Image inversion is the altering of intensities or colors of an image from normal form to an opposite representation.

Background

An inverted image could be interpreted as a digital version of image negatives. After inversion, every color takes the exact opposite one (I know this terminology is not that scientific, but it’s useful as a conceptual information). Let’s put this in more scientific terms. A positive image should be defined as a normal, original RGB or gray image. A negative image denotes a tonal inversion of a positive image, in which light areas appear dark and dark areas appear light. In negative images, a color reversing is also achieved, such that the red areas appear cyan, greens appear magenta, and blues appear yellow. In simpler sense, for the grayscale case, a black and white image, using 0 for black and 255 for white, a near-black pixel value of 5 will be converted to 250, or near-white.

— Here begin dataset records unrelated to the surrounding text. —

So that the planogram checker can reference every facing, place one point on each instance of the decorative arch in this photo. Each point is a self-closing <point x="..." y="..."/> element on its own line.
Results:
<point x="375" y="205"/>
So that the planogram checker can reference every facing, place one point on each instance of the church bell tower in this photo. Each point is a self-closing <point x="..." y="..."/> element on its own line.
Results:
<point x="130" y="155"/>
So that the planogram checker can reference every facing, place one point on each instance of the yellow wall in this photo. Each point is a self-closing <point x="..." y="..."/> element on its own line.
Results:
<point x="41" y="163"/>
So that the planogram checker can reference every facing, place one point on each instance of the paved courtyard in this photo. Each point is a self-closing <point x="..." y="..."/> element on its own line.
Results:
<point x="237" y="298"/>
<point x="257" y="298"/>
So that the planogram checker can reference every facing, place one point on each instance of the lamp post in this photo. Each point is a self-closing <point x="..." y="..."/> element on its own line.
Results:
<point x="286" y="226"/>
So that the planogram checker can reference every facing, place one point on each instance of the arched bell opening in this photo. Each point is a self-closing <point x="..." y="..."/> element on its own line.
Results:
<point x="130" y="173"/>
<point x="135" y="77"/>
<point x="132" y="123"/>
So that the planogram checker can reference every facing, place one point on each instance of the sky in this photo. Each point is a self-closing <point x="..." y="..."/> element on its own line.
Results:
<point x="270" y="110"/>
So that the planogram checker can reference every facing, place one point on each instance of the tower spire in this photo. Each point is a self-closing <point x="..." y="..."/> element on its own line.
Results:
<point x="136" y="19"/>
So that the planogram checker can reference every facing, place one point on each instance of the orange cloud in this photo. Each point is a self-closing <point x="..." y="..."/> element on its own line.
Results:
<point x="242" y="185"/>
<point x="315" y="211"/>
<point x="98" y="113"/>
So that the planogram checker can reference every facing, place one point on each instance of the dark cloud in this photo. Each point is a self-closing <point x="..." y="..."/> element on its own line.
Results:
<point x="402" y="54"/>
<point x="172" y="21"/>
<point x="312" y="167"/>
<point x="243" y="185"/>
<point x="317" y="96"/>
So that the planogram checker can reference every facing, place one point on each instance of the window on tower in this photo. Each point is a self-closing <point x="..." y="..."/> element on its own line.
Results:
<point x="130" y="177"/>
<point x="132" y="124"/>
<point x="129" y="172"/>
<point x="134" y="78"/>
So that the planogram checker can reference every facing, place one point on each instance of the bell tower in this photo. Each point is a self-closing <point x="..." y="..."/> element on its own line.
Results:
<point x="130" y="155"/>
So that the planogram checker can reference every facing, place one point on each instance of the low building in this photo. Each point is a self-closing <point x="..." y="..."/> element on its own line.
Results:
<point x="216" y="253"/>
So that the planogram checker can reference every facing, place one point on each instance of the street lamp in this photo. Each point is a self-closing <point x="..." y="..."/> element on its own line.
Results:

Image inversion is one of the easiest techniques in image processing. Therefore, it’s very applicable to demonstrations of performance, acceleration, and optimization. Many of the state of the art image processing libraries such as OpenCV, Gandalf, VXL etc., perform this operation as fast as possible, even though some more accelerations using parallel hardware are possible.

In this article, I will demonstrate three implementations of image inversion: a basic implementation, an optimized one (in C level), and an optimized one using enhanced instructions of modern CPUs (for our case, SSE2).

The code uses OpenCV, not for the implementation of the algorithms, but only for reading the image and displaying it. So, if you don’t know how to use or configure it, please refer to the OpenCV documentation, or simply: http://opencv.willowgarage.com/wiki/VisualC%2B%2B.

Algorithm

For every pixel I(x,y), the inversion mapping is defined by Y(x,y)=255-I(x,y). For color images, the exact same formula is applied for all three channels (R,G,B). In computer language, this is Y(x,y)=~I(x,y). Here is how the basic algorithm looks like:

int i=0;
for (;i!=src->imageSize; i++)
  dst->imageData[i]=~((uchar)src->imageData[i]);

Optimizations

Bit-wise optimizations

Image inversion is the same as inverting every bit of the pixel value. 1->0 and 0->1. In short, it’s not an operation. Many modern processors have registers composed of 32 (we don’t care about 64 bit machines right now). Because bit inversion is independent of data size, we should acquire data as big as our register size, to fully utilize the registers. That’s why we represent a byte image as an integer pointer, which has four times smaller size. In other words:

Sizeof(uchar) * imagesize = sizeof(int) * imagesize/4

This way, we could gain up to 3x speed.

Loop unrolling

The goal of loop unwinding is to increase the program's speed by reducing (or eliminating) the "end of loop" test on each iteration. Loops can be re-written as a sequence of independent statements which eliminates the loop controller overhead. Significant gains can be realized if the speed gained (by eliminating the "end of loop" test) offsets the performance reduction caused by the increased size of the program. Furthermore, if the statements in the loop are independent of each other, statements that occur earlier in the loop do not affect statements that follow them, and the statements can be executed in parallel. (Wikipedia)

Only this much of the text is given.